Years of verbal sparring between Morton Salt Company officials and executives of the Bahamas Industrial Manufacturers & Allied Workers Union (BIMAWU) resulted in that company’s workers voting on Thursday to strike.

It was a move company officials said caught them by surprise.

During a telephone interview with the Bahama Journal from the Magistrate’s Court in Inagua, Trade Union Congress (TUC) President Obie Ferguson indicated that the decision to take a strike vote followed a meeting with a large number of union members Wednesday evening.

According to Mr. Ferguson, it was expected that at the close of the polls, anywhere from 80 to 90 percent (if not 100 percent) of Morton Salt line staff would have cast their ballots in favour of the decision to move ahead with a strike.

He claimed late on Thursday that 99 percent of those who voted, voted to strike.

Executive Director of the TUC, Thomas Bastian was also present to oversee the voting process.

Officials of the Morton Salt Company and the union have been locking horns since 2002 over what Mr. Ferguson called the company’s failure to comply with a number of terms outlined in its industrial agreement with the union.

According to Mr. Ferguson, after fighting verbally for years without any resolution, it is now time for the union to take action.

“As far back as 2002, they negotiated an agreement which indicated that they were entitled to an increase [in salary],” charged Mr. Ferguson, who has also served as mediator and attorney for the union in the ongoing dispute.

“The workers have also been mistreated. Things like compassionate days where they are entitled to receive five days have been reduced to three, the correct vacation pay pursuant with the Employment Act and generally the respectability of the officers and the general terms of the agreement [are also concerns].”

Union officials also claimed that the company hired 50 part-time workers for the purposes of undermining the effectiveness of the bargaining unit and to frustrate the lawful industrial action plan by the union.

“Once the strike vote is taken and certified by the Ministry, it is simply a question of timing as to when the action will be taken,” Mr. Ferguson said earlier in the day.

“But we are now legalizing our actions in the furtherance of this trade dispute-A date and a time will be set when the maximum result can be achieved by the union and there will be a total work stoppage.”

Before the results came in, Managing Director of Morton Bahamas Limited Glenn Bannister said the strike vote left company officials “terribly surprised and confounded”.

“We signed an industrial agreement with the union and all of the benefits – 100 percent – that we agreed to accept have been given to employees. There are no matters outstanding that we know of that require a strike or strike vote,” Mr. Bannister told the Journal.

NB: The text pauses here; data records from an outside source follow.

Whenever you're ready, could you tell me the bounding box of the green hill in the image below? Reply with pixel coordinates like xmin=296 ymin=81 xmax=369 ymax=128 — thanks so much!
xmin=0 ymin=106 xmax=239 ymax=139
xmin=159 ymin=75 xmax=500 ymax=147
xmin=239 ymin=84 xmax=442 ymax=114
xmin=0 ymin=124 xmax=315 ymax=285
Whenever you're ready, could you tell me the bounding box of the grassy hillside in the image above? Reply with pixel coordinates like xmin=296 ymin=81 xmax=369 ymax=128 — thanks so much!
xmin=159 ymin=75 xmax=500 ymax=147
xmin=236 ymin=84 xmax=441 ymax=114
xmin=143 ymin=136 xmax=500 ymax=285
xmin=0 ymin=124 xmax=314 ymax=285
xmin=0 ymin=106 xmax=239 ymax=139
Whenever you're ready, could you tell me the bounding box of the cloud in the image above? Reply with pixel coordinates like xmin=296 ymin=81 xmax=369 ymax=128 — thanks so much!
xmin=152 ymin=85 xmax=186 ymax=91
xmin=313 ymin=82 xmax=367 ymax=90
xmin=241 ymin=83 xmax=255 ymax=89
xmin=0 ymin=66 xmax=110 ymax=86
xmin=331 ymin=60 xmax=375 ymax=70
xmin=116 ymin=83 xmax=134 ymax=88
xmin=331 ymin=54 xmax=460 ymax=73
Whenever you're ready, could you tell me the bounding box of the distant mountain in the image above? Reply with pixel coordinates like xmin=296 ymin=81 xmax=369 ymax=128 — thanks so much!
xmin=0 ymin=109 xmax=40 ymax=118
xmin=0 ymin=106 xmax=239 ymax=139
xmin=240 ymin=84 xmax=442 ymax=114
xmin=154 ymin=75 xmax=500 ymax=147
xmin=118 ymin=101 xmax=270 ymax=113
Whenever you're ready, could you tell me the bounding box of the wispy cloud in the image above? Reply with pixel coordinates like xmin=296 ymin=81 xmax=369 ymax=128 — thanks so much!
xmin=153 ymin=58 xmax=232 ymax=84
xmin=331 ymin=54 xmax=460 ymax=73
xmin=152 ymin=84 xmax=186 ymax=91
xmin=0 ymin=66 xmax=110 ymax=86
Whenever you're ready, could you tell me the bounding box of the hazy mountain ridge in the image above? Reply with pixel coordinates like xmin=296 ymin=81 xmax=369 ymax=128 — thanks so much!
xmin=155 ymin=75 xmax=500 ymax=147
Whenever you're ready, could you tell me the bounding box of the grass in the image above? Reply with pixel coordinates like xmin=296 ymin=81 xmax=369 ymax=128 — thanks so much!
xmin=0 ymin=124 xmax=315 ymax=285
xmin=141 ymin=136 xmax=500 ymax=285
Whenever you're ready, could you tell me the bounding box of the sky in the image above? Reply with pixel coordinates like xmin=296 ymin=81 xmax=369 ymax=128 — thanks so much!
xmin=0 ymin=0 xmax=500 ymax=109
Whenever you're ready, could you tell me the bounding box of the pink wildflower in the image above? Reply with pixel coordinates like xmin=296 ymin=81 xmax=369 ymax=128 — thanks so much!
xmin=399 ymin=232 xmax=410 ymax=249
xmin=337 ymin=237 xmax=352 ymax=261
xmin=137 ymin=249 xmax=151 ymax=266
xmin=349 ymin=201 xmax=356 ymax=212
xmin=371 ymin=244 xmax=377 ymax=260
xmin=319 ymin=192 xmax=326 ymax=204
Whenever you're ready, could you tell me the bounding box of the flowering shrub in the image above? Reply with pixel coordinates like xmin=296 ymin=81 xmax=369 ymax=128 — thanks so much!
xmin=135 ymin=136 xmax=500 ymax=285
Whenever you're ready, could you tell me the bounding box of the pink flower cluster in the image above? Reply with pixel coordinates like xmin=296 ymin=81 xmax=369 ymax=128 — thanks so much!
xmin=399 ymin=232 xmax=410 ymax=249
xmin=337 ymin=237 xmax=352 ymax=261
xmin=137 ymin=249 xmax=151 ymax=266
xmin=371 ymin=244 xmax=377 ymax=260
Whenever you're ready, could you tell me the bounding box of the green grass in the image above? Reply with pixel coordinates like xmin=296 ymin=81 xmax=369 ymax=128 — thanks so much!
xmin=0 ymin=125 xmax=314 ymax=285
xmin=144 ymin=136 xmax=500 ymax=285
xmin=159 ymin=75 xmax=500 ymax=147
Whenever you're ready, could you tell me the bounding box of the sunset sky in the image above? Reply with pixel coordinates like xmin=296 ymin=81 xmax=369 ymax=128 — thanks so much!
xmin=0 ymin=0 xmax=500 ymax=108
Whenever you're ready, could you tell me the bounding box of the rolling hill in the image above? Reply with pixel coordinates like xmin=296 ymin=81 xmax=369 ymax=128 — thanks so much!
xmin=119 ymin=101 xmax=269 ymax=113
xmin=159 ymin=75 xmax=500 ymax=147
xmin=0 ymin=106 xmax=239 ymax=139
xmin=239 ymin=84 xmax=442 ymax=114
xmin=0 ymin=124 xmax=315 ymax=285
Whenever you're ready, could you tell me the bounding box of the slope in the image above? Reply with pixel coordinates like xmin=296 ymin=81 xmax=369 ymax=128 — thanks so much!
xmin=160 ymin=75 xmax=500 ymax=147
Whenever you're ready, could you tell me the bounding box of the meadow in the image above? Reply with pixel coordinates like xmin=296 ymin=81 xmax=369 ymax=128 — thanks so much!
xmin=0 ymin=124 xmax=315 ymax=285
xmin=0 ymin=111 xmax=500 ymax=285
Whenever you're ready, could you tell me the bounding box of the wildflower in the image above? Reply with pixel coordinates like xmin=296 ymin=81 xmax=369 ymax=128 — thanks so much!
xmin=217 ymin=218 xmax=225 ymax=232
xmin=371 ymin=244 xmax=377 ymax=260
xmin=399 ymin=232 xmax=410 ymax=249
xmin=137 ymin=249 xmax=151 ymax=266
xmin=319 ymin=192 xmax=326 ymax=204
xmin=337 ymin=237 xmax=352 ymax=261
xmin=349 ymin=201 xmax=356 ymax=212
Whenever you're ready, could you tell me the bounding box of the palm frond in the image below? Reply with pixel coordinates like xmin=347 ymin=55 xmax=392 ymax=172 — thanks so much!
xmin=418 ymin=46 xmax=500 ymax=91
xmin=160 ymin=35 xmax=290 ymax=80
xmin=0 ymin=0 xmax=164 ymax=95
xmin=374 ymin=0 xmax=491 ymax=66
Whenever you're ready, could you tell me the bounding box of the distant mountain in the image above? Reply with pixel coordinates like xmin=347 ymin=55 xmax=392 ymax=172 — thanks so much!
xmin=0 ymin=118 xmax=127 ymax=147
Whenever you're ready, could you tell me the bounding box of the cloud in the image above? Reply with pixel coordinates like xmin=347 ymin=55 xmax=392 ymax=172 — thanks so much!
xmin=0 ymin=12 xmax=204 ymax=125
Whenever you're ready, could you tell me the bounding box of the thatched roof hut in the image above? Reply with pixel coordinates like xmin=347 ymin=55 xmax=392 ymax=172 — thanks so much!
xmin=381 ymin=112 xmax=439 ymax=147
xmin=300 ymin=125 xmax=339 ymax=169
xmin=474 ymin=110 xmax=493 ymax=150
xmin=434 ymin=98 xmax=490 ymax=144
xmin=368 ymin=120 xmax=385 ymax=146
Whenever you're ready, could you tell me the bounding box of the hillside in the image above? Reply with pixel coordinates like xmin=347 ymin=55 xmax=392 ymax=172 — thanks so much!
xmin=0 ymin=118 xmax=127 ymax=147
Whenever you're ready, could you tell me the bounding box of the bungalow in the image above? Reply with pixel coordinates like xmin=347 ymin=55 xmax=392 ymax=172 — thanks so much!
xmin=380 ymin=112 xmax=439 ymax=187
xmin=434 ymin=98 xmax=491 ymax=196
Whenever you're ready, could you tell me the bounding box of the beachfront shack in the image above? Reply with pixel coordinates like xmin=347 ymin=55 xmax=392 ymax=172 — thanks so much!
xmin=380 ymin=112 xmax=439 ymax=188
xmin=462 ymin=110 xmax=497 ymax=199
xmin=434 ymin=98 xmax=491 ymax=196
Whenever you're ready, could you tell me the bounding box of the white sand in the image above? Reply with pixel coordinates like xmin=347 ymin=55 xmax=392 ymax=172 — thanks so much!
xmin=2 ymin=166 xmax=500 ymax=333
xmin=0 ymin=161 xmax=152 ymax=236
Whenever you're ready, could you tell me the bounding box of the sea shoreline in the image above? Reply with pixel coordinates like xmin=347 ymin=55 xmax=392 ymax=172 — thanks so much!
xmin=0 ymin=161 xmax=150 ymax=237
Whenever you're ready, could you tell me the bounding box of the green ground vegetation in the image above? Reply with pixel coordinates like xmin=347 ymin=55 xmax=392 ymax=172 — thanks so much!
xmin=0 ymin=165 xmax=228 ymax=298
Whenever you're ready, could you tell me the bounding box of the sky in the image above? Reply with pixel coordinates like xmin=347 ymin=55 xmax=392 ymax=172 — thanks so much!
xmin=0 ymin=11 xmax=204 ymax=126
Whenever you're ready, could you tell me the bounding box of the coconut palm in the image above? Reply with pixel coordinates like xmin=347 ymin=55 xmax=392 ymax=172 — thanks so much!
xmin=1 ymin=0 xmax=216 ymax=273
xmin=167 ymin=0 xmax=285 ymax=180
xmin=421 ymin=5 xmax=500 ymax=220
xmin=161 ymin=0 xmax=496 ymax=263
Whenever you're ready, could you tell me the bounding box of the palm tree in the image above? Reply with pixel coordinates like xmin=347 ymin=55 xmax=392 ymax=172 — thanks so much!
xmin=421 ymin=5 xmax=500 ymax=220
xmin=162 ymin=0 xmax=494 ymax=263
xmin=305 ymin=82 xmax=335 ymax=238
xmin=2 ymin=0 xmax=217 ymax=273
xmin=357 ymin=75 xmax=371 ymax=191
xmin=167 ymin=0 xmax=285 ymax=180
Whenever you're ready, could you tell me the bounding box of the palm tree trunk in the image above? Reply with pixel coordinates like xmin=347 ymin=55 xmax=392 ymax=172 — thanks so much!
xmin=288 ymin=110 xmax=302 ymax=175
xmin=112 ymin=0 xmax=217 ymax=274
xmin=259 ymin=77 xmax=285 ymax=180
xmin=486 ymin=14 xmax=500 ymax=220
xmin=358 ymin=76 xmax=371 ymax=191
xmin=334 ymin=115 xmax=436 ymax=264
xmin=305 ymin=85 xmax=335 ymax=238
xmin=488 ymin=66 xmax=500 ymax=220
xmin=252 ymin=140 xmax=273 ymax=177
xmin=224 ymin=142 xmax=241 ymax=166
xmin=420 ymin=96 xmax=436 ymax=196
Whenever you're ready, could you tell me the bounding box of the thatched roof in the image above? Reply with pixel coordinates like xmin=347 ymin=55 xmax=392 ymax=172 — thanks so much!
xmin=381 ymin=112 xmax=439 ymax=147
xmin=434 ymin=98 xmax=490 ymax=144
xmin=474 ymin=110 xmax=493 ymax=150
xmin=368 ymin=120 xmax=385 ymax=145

“Up to now, we have been working with the union. If there were any concerns, they would send us something that needed to be corrected. We have been having very good relations, so I am very surprised about what we are hearing.”

Mr. Bannister said the company’s officials at the head office in Chicago, Illinois have already been notified about the strike vote

Morton Salt Bahamas is the main employer in Inagua. Consequently mass industrial action at the Inagua plant could cripple the company, bringing its day-to-day operations to a virtual standstill.

But according to Mr. Bannister, the company will do what it has to, to keep operations going.

“We would continue to harvest and load salt and the employees who are here would come to work because there are no reasons at all for employees to strike and I think they know and understand this,” Mr. Bannister added.

Mr. Ferguson, meanwhile, said industrial action is always a last resort and the union is hoping that all outstanding issues will be amicably resolved to begin a new chapter in the “good relations at Morton Salt”.